Meetings/2009-04-29/ReesNotes
Jonathan Rees - Presentation and Slides
- Project started with SW focus
- If you have data rendered in RDF and they share URI's, then it is a point of integration
- Community is people that have significant RDF projects in life sciences.
- Problem in this group is specifically references to a small set of well known databases (e.g. NCBI taxonomy, Uniprot, Pubchem, etc.)
- Presented examples of non-URI and URI references
- Definitions
- Name - used to stress ontological nature of the project
- Identifier - means the short id in the databank
- URI - names by Jon's definition
- Recommended two papers: Good and Wilkinson 2006, Page 2008
- Scope of project consciously limited - "records in public life science databases"
- Other entities are out of scope
- Biological entities are out of scope (focus is on just information artifacts, not the subjects of the records)
- Names for biological entities are out of scope
- In OBO foundry, the exact same technical infrastructure will be as what is adopted here.
- Requirements (system has to have these properties…)
- High http availability
- Ontological clarity
- User oriented naming system
- Persistence story
- Named basic requirements (names, services, content, administrative interface, infrastructure, responsible social entity)
- Names will be http: URIs
- Services - open source, existing tools, PURLz in prototype
- Lookup yields RDF "template" - within one Databank, every ID has one document, differing by ID
- W3c linking open data (lod) - (notion of "about" document)
- You get metadata from the record, NOT the record itself. Shared names returns "yes there is an article and you can find it…" - NOT the author, etc.
- Should shared names keep track of 404's? (keeping track of when identifiers change)
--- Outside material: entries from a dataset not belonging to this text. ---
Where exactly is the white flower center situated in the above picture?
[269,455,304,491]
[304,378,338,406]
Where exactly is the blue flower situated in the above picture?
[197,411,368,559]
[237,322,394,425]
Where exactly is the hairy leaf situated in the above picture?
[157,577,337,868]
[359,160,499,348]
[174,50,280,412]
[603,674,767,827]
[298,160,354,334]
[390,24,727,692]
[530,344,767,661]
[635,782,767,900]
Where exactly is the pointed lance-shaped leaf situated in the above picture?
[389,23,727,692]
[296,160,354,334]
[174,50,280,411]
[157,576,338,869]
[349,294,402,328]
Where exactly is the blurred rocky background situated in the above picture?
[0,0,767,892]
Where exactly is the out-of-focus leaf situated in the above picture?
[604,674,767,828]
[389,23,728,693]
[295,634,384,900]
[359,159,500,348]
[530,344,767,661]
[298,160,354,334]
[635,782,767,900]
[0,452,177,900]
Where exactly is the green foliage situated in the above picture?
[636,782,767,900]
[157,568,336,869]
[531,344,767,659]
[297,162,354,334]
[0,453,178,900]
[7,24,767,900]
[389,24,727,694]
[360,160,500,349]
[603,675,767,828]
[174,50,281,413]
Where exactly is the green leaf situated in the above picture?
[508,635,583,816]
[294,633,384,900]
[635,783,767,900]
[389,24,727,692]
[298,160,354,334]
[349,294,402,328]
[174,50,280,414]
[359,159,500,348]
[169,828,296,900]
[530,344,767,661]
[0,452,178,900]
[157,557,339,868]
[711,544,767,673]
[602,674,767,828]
- 404 issue - is transform into references strictly lexical or does it involve knowledge of the resource?
- Fist round (0th order implementation) 50-2000 databanks
- Keep track of partial redirects for XML and html's (very few databanks provide > 1)
- One template for about-documents
Alan: One of the goals is repeatable computational experiments
Alan: One of the goals is - metadata is entirely predictable
Alan: One of the goals is to accommodate "errata" in the future
Jeffry: One about document and the space you put in an identifier? (Alan: - see demo) How does it know which variant to use?
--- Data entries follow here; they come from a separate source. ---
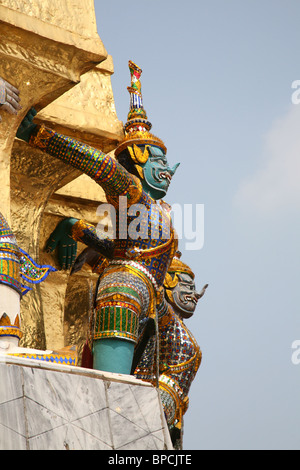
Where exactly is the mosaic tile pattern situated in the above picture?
[0,355,172,450]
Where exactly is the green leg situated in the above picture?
[93,338,134,374]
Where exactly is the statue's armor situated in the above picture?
[135,303,202,429]
[29,126,177,342]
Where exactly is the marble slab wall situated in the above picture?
[0,355,172,450]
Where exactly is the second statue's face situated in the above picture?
[142,146,179,200]
[172,273,201,318]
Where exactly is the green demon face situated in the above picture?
[141,146,179,200]
[172,273,201,318]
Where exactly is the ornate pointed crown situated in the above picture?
[115,61,167,161]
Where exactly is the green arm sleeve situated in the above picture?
[29,126,141,203]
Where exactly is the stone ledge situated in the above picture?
[0,355,173,450]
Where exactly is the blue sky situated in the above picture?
[95,0,300,449]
Harold: are goals documented? Alan - yes, on wiki site.
Dave: Are templates maintained by databank over time? Jonathan: no - maintained by databank committee
David Wood: If a bug exists in a shared name system, is it up to the committee (or community) to make a change? Alan: Only responsible people.
Alan: Will have a discussion of versioning on later on. May, for example, need a specific build - metadata needs to specify this. Top level record is without commitment to encoding and version. Make sure that each name is well documented, so we can understand expectations.
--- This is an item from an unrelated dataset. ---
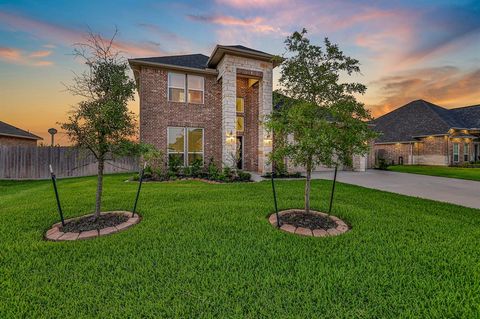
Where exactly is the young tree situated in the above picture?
[61,32,136,219]
[266,29,374,213]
- Infrastructure - replicates, encourage mirrors, automatic failover, master/slave w/ reassignable master
- Steering committee - populated by users, owns domain names and DNS, responsible for specification and QC. Not running services (svcs would be volunteer), but they are responsible for what you get back.
David Wood - when Larry and Bob created the handle system recognizing technical and social infrastructure changes, have to be resilient to both. Need an org structure whose members can come and go at will addresses the particular problem. You've tied yourself to http uri's and DNS at the moment.
- Handles and PURLZ have been invited in part for a dialog about issues faced, what real problems are faced.